How to run HomeKit scenes from your Apple Watch

in Apple Watch
Any HomeKit and Apple Watch user may be familiar with the struggle that comes with invoking scenes directly from their wrist. Apple's watchOS Home app can be bloated, difficult to navigate, and straight up slow. For this edition of HomeKit Insider, we take a look at a new way to control your home from Apple Watch.

HomeRun on Apple Watch
HomeRun on Apple Watch

The problem

As HomeKit fans, we've had this issue for a while. The Apple Watch is extremely convenient, but there are a smattering of issues that never seem to make it quite easy enough.

First, Apple's own Home app can show a huge list of devices, all stacked on top of one another, making for a hard to parse list. Especially when you just want to control a scene. It also seems to want to load all the statuses first, making the app as a whole slow to load when there are many scenes and devices.

Siri is an option but can be slow to invoke and isn't reliable when queried. You also have to remember the scene name if you want to use Siri, which can be difficult if many scenes differ just slightly.

There are also no customizable complications that can be set up with Apple's apps for watch face access.

The solution

We've been using the clever iOS and watchOS app HomeRun for a few weeks now. It is configured on your iPhone and gives you quick access to your most popular HomeKit scenes in a colorful -- and customizable -- grid system. These actions can also be tied to complications, further simplifying the process of controlling your home.

Setting it up

Setup begins on your iPhone. Once the app is downloaded, you choose your home (most will only have one), then your first scene you want to include. More scenes can then be added until you are satisfied with your choices.

HomeRun Icons
HomeRun Customization

Each of these scenes can have a customized icon and background color for glanceable identification. You may make your good morning scene a sun icon on a field of yellow and your goodnight scene a moon over a dark blue canvas.

All of these scenes are added as their own rows, though by dragging and dropping, you can adjust the layout to be in any order you prefer, as well as how many show in a row. Each row can have one, two, or three scenes. With this handy grid, up to 12 scenes can be viewable simultaneously on the Apple Watch without having to scroll.

This amounts to the basic use of HomeRun, but if you want to further get into customizing it, you can modify the complications.

On the iOS app, a second tab on the bottom allows you to choose which scene is run for the complication on each different watch face. There is a slider of all the different watch faces with a list of each complication position.

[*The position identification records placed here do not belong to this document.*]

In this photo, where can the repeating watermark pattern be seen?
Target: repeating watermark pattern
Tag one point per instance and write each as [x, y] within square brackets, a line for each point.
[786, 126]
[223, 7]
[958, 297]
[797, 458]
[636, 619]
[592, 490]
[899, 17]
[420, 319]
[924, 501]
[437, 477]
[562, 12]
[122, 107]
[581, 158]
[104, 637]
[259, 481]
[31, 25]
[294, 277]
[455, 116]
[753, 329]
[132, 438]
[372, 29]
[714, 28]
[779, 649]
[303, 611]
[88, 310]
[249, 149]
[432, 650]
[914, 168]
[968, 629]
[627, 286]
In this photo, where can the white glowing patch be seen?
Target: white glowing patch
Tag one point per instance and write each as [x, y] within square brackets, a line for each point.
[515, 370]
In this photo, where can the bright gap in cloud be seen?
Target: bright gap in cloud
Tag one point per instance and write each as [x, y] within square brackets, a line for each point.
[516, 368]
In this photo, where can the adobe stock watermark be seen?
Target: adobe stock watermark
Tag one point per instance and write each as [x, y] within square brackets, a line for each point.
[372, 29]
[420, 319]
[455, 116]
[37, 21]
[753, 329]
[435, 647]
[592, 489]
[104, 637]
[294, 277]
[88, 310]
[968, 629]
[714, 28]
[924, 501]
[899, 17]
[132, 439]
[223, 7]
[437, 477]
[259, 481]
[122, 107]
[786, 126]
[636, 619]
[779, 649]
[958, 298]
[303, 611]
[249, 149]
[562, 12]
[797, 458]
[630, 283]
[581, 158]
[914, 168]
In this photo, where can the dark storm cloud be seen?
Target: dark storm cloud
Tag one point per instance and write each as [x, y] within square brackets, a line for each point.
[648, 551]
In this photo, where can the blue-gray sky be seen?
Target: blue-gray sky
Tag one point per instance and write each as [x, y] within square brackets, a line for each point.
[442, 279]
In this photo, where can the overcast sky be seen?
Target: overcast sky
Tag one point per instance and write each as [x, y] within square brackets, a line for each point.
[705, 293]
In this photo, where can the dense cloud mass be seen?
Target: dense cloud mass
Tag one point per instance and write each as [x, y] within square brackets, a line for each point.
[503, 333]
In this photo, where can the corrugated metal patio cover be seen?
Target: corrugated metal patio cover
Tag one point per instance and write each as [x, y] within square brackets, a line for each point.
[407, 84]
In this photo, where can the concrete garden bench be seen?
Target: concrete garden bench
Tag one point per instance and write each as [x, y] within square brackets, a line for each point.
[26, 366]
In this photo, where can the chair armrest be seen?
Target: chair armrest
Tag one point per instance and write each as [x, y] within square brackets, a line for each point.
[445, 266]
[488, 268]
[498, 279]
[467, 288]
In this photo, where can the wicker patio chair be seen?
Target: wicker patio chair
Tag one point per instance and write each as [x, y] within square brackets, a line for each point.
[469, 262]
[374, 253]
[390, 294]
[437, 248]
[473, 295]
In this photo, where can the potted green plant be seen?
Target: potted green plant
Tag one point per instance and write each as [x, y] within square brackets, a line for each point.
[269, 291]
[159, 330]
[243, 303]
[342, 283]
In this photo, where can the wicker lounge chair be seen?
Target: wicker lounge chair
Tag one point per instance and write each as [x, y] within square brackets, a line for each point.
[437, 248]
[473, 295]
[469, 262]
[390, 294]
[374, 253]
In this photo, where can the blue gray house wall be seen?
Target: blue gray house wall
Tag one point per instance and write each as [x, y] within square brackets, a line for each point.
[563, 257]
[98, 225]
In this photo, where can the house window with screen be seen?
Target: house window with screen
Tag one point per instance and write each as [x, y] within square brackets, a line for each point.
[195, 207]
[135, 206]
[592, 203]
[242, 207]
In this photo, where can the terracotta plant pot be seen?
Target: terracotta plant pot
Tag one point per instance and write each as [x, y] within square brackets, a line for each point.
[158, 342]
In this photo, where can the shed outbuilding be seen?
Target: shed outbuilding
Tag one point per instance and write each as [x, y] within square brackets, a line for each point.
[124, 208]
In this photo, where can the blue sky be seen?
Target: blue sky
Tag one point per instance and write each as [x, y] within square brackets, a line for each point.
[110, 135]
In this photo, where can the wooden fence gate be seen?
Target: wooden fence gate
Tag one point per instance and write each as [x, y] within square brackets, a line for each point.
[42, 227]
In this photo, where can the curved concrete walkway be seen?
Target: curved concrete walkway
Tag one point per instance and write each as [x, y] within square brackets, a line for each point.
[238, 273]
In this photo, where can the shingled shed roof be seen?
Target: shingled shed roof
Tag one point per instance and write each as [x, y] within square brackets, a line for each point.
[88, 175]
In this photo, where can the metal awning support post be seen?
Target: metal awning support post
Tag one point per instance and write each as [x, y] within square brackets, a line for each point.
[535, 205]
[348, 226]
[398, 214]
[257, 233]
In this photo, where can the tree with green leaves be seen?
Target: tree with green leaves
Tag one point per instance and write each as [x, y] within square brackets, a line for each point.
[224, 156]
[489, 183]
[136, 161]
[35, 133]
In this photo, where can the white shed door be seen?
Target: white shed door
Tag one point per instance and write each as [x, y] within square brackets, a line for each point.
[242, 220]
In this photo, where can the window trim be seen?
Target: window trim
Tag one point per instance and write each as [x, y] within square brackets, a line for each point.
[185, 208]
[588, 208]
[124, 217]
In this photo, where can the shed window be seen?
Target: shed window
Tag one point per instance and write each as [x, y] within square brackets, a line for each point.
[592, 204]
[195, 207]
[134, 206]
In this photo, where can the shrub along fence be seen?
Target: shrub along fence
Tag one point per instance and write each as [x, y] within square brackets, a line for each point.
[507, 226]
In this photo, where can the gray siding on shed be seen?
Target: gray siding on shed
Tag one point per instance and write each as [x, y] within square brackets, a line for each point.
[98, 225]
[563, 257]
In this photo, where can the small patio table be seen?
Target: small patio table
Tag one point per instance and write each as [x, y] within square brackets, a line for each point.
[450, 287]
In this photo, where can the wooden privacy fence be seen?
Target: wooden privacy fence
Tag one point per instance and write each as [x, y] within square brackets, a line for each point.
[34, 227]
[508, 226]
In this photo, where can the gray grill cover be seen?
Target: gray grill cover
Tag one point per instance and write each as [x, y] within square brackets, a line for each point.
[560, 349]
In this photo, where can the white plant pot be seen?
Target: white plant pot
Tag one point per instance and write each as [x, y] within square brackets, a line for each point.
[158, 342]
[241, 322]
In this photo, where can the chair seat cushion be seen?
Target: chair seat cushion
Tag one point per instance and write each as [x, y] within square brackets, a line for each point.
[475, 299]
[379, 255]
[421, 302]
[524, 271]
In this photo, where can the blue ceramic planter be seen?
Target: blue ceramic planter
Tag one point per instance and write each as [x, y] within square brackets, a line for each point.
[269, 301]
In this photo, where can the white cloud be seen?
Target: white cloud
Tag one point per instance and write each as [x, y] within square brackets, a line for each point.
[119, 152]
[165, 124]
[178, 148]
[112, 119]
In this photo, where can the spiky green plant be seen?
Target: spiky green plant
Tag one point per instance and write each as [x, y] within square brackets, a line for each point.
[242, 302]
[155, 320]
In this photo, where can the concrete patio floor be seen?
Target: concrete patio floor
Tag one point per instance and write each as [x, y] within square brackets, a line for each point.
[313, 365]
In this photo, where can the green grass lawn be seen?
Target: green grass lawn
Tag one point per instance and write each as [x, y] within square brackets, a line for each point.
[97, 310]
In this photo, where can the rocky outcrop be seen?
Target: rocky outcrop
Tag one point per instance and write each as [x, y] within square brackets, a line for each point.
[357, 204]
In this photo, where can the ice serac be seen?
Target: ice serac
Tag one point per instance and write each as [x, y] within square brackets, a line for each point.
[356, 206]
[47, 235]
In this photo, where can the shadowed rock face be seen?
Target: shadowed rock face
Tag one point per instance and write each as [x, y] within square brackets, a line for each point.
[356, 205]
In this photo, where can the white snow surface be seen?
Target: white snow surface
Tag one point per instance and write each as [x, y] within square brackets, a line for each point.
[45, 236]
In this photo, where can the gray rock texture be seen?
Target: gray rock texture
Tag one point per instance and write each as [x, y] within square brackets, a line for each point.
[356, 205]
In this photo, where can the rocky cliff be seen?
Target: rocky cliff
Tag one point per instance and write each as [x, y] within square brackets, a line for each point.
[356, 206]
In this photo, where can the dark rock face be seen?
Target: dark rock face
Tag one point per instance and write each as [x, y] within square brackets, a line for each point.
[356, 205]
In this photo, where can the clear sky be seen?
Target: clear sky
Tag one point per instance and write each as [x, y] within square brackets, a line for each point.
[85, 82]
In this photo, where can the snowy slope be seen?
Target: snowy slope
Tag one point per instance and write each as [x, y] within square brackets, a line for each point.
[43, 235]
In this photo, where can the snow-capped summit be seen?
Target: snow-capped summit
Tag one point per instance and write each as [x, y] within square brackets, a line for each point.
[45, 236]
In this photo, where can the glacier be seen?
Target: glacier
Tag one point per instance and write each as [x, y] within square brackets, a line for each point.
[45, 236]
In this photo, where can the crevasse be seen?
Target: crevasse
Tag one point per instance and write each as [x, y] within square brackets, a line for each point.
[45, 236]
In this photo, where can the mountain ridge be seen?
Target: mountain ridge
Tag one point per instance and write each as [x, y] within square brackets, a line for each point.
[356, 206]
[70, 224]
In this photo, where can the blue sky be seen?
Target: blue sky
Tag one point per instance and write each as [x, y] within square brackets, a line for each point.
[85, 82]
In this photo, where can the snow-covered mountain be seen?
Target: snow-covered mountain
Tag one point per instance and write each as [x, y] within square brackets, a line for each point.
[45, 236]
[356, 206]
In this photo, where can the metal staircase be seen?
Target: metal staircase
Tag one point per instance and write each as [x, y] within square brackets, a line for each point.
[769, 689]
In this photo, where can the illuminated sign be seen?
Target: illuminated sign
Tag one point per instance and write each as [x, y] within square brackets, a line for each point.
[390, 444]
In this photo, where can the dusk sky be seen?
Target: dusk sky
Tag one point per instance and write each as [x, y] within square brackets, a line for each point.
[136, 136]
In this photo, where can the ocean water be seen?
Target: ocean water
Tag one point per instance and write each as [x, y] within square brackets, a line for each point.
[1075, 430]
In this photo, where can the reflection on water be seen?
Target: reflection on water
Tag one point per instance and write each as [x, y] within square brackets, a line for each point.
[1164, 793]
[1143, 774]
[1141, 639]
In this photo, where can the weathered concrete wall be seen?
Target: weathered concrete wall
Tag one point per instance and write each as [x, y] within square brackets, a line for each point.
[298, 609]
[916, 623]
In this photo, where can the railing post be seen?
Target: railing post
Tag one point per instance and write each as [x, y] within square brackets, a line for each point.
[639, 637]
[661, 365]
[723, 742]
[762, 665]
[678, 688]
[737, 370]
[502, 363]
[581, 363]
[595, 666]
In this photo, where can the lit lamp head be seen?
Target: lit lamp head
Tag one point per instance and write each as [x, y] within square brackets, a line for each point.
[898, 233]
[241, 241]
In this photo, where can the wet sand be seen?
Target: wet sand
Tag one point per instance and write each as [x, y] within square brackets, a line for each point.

HomeRun Complication setup
HomeRun Complication setup

Say you choose the Infograph face. There are two complications for you to choose between, the corner slot and the circle slot. Each of those positions can be assigned a different HomeKit scene. For us, we may assign good morning to the bottom slot and goodnight to the top right circle slot. It is disappointing to have the same complication icon shown regardless of the scene, but that is really our only minor issue with HomeRun.

Control your home

HomeRun iOS app

HomeRun is a pretty genius idea to a problem almost any HomeKit and Apple Watch owner know. There are limitations with watchOS, but for only $2.99, HomeRun offers a much better experience than Apple's own Home app.

We set up HomeRun and keep it included in the Apple Watch dock for quick access and have been using it daily ever since. It is much more convenient than even fumbling with Siri.

You can download HomeRun now for just under three bucks on the App Store.

If you haven't already, check out our last HomeKit Insider where we tackled how to troubleshoot your HomeKit gear.

Be sure to stay tuned to AppleInsider for our next installment in the HomeKit Insider series. If you've any HomeKit questions or ideas, please reach out to me on Twitter.


  • Reply 1 of 4
    The HomeKit app works well for me on AW3 and even better in AW4. My scenes and devices are listed and with AW4 there is zero lag in scrolling them.
  • Reply 2 of 4
    I don’t see the need/problem…

    Most changes I’ve set up with who’s at home between certain hours; and the rest, like going to bed/waking up, it’s handled by Siri.

    Why use an app/buttons?

  • Reply 3 of 4
    Nice idea but, unfortunately, Homerun freezes up on my AW4 about every other time I open it. Apple’s Home app works every time and you can adjust light brightness with it. 
  • Reply 4 of 4
    macguimacgui Posts: 1,378member
    AppleInsider says:
    Siri is an option but can be slow to invoke and isn't reliable when queried.

    Tell me about it.  Siri can be a pain on the phone and is a pain on the Watch. 

    Siri acts up from time to time. Right now she's decided that I have to parse my request for one command differently than the last year I've been using it, giving me a nonsense response until I do so. That's just a start. There also the text 'Go ahead... I'm listening...' and she's absolutely not.

    I hate hate hate using Siri on the Watch for home control. EVERY.SINGLE.TIME the response is:

    'Hold on... [pause pause pause pause] I'll tap you when I'm good and ready... [pause pause pause pause]' and 'ready' never comes. (I may have embellished her response a bit.

    At any rate, I may give this app a shot, especially since I don't really like talking to Siri all that much. Alexa has her own problems and jealousy is one of them.